Vision FAQs and Key Terms


Q: How often do I need an eye exam?

A: Unless otherwise directed by your doctor, it is recommended to see your vision provider once a year.


Q: Who can I call for assistance?

A: Customer Care is responsible for all phone inquiries including eligibility, benefits, ID card requests, updating information and addressing claims issues. To contact, please call 800-999-9789 Monday through Friday 7:00 a.m. to 6:00 p.m. (Mountain Time).


Q: When can I change or cancel my plan, including adding or deleting dependents?

A: You may make changes to or cancel your plan during your group’s open enrollment, or if there is a qualifying event such as: marriage, divorce or legal separation, birth of a child, loss of employment, new employment, or death of insured.


Q: How do I find and choose a vision provider?

A: Click here to find a provider, then scroll down to find a vision provider in your area. You can choose and change your vision provider at any time.


Q: How soon will I get my ID cards?

A: ID cards will be mailed to either the member or employer, as specified, and will arrive approximately 7 – 10 working days from the time Dental Select receives the enrollment or change form. If you lose your ID cards, they can also be accessed through the Dental Select mobile app or by logging into the member web portal.


Q: When can I start using my benefits?

A: There are no waiting periods for vision benefits. Your benefits can be used on the first day of your effective date.


Q: How do I submit a claim?

A: When visiting a contracted provider, they will submit a claim on your behalf. For a non-contracted provider, please visit the member’s section at Click on forms to locate the EyeMed Out- Of-Network Claim Form.


Q: Is LASIK or PRK covered?

A; You will receive a 15% discount off the retail price or 5% off the promotional price for LASIK or PRK when visiting a contracted provider.

Key Vision Terms

Bifocal Lenses: corrective lenses for both far away and up close vision correction.

Claim Form: A standard form most commonly submitted by providers that requests a payment of benefits for services provided.

Conventional Contact Lenses: non-disposable contact lenses designed for long-term use.

Co-pay: The fixed dollar amount required at the time when service is rendered.

Dependent: A child or person for whom another person such as a parent or relative may claim a personal exemption tax deduction. A dependent is a member but not the subscriber on the plan.

Effective Date: The date insurance coverage starts.

Eligible Dependent: A dependent of an insured person who is eligible for dental coverage.
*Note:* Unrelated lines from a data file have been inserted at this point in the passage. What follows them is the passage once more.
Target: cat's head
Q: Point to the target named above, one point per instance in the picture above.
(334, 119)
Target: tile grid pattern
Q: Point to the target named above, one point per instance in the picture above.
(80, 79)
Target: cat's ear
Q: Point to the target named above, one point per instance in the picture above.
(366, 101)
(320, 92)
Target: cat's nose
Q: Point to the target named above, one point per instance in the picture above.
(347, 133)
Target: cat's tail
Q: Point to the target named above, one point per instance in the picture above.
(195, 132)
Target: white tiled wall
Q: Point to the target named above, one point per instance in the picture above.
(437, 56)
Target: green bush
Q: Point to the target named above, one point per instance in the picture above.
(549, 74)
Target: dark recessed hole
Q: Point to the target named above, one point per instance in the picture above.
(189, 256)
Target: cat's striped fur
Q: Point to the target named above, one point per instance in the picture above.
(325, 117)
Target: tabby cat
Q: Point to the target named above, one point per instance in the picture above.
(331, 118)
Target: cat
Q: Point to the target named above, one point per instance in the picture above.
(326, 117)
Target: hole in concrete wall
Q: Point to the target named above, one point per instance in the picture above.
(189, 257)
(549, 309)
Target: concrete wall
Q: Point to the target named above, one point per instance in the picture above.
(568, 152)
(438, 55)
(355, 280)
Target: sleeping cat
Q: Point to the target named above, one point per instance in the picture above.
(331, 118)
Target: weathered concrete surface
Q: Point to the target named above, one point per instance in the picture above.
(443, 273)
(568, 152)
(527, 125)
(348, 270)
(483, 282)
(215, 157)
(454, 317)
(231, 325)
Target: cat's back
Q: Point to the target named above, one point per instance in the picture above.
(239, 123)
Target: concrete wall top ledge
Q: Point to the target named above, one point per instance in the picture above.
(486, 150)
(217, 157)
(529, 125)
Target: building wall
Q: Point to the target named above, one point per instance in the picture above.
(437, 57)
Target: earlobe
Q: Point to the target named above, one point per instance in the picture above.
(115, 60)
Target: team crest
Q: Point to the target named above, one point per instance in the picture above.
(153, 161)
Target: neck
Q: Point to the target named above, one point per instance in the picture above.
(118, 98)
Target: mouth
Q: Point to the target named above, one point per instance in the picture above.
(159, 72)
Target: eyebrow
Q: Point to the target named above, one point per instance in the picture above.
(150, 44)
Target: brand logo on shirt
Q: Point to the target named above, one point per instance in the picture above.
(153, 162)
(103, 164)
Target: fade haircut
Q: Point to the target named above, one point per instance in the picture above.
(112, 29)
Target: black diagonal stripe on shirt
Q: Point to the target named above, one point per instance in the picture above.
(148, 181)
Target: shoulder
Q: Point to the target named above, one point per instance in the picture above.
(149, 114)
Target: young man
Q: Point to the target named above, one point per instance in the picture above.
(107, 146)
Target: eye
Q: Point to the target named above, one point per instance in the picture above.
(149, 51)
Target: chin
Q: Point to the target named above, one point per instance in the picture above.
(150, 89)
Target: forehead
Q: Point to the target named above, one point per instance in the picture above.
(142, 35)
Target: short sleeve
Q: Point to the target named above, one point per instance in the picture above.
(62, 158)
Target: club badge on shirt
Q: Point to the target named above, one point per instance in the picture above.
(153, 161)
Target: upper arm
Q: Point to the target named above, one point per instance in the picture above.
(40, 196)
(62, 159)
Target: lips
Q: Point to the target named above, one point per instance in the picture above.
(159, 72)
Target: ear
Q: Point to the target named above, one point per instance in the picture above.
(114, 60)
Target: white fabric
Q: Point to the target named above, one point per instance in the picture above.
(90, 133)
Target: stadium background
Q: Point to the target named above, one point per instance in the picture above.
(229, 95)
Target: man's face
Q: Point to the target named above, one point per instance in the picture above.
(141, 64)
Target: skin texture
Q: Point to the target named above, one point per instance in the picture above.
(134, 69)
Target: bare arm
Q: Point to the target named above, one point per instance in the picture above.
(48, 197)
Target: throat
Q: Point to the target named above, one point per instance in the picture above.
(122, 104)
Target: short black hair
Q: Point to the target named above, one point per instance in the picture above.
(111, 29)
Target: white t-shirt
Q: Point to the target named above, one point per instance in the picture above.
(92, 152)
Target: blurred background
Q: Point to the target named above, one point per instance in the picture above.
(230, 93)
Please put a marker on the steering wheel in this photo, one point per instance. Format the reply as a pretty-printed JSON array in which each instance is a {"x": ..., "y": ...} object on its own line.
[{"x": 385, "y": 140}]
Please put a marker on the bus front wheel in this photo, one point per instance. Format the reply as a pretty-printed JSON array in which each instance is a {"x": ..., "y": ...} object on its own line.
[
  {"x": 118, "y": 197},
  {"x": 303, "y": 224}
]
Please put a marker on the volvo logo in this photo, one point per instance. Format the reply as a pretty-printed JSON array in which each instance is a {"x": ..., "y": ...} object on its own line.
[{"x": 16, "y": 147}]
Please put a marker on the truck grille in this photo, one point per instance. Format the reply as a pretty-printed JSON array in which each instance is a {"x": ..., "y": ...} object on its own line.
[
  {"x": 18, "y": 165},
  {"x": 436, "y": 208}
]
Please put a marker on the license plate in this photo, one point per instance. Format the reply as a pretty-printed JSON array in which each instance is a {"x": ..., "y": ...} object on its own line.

Eligible Employee: An employee who is eligible for benefit coverage, based on the requirements of their employer’s dental plan.

Member: Any individual enrolled and covered by a Dental Select plan. Both the subscriber and the dependent are considered members.

Member ID: A unique number assigned to identify an individual covered by a Dental Select plan.

Open Enrollment: the period of time when eligible employees and their dependents can enroll or make changes to their Dental Select plan.

Subscriber: (Also known as employee): The person whose employment makes him or her eligible for group dental benefits. All others enrolled on the plan are dependents.